What am I missing? Why is this pattern so popular?
Such a field can be used to detect whether there are conflicting edits made by different processes. When you retrieve a record from the database, you get the previous DateLastUpdated field. After making changes to other fields, you submit the record back to the database layer. The database layer checks that the DateLastUpdated you submit matches the one still in the database. If it matches, then the update is performed (and DateLastUpdated is updated to the current time). However, if it does not match, then some other process has changed the record in the meantime and the current update can be aborted.
It depends on the exact circumstance, but a timestamp like that can be very useful for autogenerated data - you can figure out if something needs to be recalculated if a depedency has changed later on (this is how build systems calculate which files need to be recompiled).
Also, many websites will have data marking "Last changed" on a page, particularly news sites that may edit content. The exact reason isn't necessary (and there likely exist backups in case an audit trail is really necessary), but this data needs to be visible to the end user.
These sorts of things are typically used for business applications where user action is required to initiate the update. Typically, there will be some kind of business app (eg a CRM desktop application) and for most updates there tends to be only one way of making the update.
If you're looking at address data, that was done through the "Maintain Address" screen, etc.

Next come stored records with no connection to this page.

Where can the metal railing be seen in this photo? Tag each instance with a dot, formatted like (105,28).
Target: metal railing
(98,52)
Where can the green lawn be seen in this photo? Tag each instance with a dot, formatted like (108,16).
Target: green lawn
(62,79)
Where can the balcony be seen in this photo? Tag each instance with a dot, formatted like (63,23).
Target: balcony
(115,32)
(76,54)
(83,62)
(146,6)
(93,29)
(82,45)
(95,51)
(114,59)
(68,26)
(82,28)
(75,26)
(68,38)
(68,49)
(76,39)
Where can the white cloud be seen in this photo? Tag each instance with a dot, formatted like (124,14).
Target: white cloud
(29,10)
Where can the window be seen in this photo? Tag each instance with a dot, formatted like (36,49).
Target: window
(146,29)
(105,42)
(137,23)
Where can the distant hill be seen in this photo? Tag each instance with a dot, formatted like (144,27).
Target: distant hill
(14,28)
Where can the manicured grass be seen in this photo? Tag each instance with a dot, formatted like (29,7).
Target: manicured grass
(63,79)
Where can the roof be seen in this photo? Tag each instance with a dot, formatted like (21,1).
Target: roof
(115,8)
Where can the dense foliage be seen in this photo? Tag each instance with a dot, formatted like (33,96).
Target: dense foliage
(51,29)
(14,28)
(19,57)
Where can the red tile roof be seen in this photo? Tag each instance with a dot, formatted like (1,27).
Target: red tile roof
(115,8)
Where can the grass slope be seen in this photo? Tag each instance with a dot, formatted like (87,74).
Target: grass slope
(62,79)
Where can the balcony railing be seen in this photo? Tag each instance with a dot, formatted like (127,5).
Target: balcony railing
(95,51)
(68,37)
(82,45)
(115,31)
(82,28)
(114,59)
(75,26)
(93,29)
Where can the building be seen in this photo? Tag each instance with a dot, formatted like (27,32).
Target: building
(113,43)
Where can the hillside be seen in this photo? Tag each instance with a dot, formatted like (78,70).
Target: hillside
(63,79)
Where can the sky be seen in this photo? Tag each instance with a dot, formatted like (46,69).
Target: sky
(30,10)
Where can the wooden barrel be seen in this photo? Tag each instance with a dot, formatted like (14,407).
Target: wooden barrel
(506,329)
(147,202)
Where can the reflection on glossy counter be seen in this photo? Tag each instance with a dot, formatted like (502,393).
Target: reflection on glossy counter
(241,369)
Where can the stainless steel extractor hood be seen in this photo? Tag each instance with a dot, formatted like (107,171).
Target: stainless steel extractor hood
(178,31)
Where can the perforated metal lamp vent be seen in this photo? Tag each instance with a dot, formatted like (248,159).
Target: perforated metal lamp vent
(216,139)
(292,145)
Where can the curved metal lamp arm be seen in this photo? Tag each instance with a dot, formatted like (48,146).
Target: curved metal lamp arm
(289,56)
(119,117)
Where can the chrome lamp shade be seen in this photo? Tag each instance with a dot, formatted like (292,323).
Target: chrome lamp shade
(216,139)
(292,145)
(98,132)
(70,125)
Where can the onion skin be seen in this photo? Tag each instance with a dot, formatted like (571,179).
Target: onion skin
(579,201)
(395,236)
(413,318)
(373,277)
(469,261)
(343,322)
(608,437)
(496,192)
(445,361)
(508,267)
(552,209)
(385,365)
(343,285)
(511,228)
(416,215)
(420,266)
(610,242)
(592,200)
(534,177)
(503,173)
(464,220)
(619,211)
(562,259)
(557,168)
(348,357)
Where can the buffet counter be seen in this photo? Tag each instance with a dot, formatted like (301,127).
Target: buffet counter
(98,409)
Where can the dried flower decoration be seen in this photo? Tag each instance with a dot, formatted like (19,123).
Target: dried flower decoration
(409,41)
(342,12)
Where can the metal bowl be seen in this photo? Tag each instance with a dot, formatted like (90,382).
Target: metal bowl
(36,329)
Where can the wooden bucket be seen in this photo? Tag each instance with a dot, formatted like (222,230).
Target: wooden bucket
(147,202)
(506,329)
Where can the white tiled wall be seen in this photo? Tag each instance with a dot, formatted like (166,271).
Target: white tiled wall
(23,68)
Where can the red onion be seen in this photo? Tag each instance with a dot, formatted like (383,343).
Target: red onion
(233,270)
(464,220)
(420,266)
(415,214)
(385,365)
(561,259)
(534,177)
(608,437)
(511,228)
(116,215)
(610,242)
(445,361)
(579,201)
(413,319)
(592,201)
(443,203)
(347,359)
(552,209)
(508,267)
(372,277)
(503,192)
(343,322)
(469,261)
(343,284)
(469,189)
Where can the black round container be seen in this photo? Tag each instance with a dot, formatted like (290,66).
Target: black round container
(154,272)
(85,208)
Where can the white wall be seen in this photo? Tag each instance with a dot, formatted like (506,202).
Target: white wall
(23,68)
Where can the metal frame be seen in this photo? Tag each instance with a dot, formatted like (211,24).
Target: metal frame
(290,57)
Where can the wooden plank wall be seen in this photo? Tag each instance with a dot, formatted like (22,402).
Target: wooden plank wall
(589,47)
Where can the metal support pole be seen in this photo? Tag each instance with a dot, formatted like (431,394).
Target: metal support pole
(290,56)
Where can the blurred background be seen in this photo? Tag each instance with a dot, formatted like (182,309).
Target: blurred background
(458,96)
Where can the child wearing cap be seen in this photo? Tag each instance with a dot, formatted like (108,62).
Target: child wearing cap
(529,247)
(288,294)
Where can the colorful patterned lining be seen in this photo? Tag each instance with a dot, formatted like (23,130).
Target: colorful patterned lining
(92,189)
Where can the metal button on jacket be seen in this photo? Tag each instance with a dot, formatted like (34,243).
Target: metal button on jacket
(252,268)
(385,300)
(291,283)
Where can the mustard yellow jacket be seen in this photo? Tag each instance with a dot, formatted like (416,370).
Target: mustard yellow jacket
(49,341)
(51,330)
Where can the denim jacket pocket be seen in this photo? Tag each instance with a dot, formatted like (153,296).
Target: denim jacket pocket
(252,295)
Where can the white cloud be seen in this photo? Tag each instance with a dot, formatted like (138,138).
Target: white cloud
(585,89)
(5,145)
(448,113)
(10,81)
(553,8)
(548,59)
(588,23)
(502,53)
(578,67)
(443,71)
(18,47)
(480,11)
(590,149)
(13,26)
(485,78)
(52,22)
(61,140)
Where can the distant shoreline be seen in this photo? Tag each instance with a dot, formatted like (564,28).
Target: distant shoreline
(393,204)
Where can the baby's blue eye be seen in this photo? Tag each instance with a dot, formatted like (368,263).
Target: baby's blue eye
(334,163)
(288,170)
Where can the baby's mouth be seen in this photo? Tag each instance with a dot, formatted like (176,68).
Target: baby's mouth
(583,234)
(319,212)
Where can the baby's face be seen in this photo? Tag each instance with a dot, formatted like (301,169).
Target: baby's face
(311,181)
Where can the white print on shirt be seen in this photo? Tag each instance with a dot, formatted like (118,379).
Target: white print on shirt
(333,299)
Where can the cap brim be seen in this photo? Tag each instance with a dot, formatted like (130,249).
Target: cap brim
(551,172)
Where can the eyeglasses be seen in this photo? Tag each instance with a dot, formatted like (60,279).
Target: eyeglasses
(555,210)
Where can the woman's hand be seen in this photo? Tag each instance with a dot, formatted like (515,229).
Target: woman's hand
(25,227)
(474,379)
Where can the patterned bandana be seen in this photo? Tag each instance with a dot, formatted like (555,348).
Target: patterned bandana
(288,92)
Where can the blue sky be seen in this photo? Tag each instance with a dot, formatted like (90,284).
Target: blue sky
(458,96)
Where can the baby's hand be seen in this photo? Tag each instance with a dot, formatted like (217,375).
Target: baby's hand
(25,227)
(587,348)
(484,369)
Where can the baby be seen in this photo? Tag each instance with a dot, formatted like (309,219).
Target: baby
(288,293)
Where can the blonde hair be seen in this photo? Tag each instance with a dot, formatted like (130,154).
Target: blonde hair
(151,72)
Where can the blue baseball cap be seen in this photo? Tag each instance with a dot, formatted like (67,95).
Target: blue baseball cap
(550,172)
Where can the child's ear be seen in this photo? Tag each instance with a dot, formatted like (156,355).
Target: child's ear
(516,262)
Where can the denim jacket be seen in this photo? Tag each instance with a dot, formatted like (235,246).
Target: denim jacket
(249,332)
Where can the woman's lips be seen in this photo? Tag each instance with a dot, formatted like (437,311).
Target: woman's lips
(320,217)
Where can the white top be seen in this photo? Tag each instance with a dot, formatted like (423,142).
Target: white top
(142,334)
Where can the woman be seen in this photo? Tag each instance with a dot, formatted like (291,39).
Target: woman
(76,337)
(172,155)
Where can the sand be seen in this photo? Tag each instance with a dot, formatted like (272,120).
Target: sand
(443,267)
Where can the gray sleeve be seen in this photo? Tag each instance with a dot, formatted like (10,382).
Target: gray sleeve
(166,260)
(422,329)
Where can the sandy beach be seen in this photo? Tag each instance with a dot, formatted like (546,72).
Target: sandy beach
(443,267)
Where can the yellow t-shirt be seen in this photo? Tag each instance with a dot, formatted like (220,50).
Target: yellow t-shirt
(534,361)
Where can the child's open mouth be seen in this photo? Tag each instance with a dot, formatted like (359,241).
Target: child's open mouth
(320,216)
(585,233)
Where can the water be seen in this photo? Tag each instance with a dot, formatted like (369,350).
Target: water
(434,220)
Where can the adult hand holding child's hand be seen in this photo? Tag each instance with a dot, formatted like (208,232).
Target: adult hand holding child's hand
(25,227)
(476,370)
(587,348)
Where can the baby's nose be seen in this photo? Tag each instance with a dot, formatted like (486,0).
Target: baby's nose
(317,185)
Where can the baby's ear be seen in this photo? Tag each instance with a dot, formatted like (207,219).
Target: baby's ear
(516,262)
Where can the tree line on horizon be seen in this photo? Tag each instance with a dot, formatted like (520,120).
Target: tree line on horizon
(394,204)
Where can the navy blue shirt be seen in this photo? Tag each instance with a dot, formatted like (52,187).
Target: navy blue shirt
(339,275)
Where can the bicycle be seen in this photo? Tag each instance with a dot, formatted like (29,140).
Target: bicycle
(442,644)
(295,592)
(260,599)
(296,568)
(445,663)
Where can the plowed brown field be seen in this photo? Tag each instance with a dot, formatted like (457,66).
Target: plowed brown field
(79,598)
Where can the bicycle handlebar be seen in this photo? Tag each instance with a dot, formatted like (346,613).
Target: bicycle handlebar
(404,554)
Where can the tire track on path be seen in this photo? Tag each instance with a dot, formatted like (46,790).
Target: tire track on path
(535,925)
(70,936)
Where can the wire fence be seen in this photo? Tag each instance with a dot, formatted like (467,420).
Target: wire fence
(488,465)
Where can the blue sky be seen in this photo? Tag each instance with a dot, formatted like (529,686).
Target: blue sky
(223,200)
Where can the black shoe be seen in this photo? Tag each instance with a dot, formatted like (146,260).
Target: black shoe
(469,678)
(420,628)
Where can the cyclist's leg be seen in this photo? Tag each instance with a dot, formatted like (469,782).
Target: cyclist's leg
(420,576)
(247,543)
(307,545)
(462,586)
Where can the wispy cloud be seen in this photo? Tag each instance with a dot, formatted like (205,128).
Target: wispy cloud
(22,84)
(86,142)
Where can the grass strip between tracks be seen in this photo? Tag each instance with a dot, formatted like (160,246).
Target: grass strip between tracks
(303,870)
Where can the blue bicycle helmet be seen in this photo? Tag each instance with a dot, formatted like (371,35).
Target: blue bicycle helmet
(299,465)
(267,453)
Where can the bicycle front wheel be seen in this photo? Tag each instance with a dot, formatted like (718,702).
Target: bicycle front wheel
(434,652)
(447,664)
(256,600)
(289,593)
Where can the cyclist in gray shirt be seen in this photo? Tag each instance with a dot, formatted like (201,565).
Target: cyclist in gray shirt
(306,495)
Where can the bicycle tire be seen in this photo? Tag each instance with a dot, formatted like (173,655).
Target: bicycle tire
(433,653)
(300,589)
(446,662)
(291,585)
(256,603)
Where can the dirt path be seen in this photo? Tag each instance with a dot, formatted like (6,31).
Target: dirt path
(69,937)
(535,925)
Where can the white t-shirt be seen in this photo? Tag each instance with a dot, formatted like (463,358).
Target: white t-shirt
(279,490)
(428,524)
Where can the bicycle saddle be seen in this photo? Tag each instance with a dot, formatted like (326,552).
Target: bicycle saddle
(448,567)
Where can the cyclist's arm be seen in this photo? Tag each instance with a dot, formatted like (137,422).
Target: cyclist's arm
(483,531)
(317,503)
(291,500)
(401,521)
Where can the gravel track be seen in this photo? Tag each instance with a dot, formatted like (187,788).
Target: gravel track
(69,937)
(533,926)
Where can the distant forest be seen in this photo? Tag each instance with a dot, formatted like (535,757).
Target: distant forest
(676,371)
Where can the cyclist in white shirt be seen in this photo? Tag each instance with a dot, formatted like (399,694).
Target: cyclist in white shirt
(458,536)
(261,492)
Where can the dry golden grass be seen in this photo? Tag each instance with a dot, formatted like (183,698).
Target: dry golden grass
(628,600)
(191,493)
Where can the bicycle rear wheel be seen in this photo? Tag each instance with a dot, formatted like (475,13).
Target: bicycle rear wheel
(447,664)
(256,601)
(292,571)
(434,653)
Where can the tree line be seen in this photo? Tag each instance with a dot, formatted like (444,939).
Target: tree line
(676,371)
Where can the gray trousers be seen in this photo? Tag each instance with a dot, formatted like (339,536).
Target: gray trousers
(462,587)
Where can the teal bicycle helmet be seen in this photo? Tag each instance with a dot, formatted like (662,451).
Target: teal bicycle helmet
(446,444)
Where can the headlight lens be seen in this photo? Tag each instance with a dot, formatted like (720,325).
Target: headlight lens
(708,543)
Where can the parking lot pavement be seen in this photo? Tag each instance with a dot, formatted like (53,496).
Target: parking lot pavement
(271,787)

Such database auditing is there to augment business-level auditing, not to replace it. Call centres will sometimes (or always in the case of financial services providers in Australia, as one example) record phone calls. That's part of the audit trail too but doesn't tend to be part of the IT solution as far as the desktop application (and related infrastructure) goes, although that is by no means a hard and fast rule.
Call centre staff will also typically have some sort of "Notes" or "Log" functionality where they can type freeform text as to why the customer called and what action was taken so the next operator can pick up where they left off when the customer rings back.
Triggers will often be used to record exactly what was changed (eg writing the old record to an audit table). The purpose of all this is that with all the information (the notes, recorded call, database audit trail and logs) the previous state of the data can be reconstructed as can the resulting action. This may be to find/resolve bugs in the system or simply as a conflict resolution process with the customer.
It is certainly popular - rails for example has a shorthand for it, as well as a creation timestamp (:timestamps).
At the application level it's very useful, as the same pattern is very common in views - look at the questions here for example (answered 56 secs ago, etc).
It can also be used retrospectively in reporting to generate stats (e.g. what is the growth curve of the number of records in the DB).
there are a couple of scenarios
Let's say you have an address table for your customers
you have your CRM app, the customer calls that his address has changed a month ago, with the LastUpdate column you can see that this row for this customer hasn't been touched in 4 months
usually you use triggers to populate a history table so that you can see all the other history, if you see that the creationdate and updated date are the same there is no point hitting the history table since you won't find anything
you calculate indexes (stock market), you can easily see that it was recalculated just by looking at this column
there are 2 DB servers, by comparing the date column you can find out if all the changes have been replicated or not etc etc ect
This is also very useful if you have to send feeds out to clients that are delta feeds, that is only the records that have been changed or inserted since the data of the last feed are sent.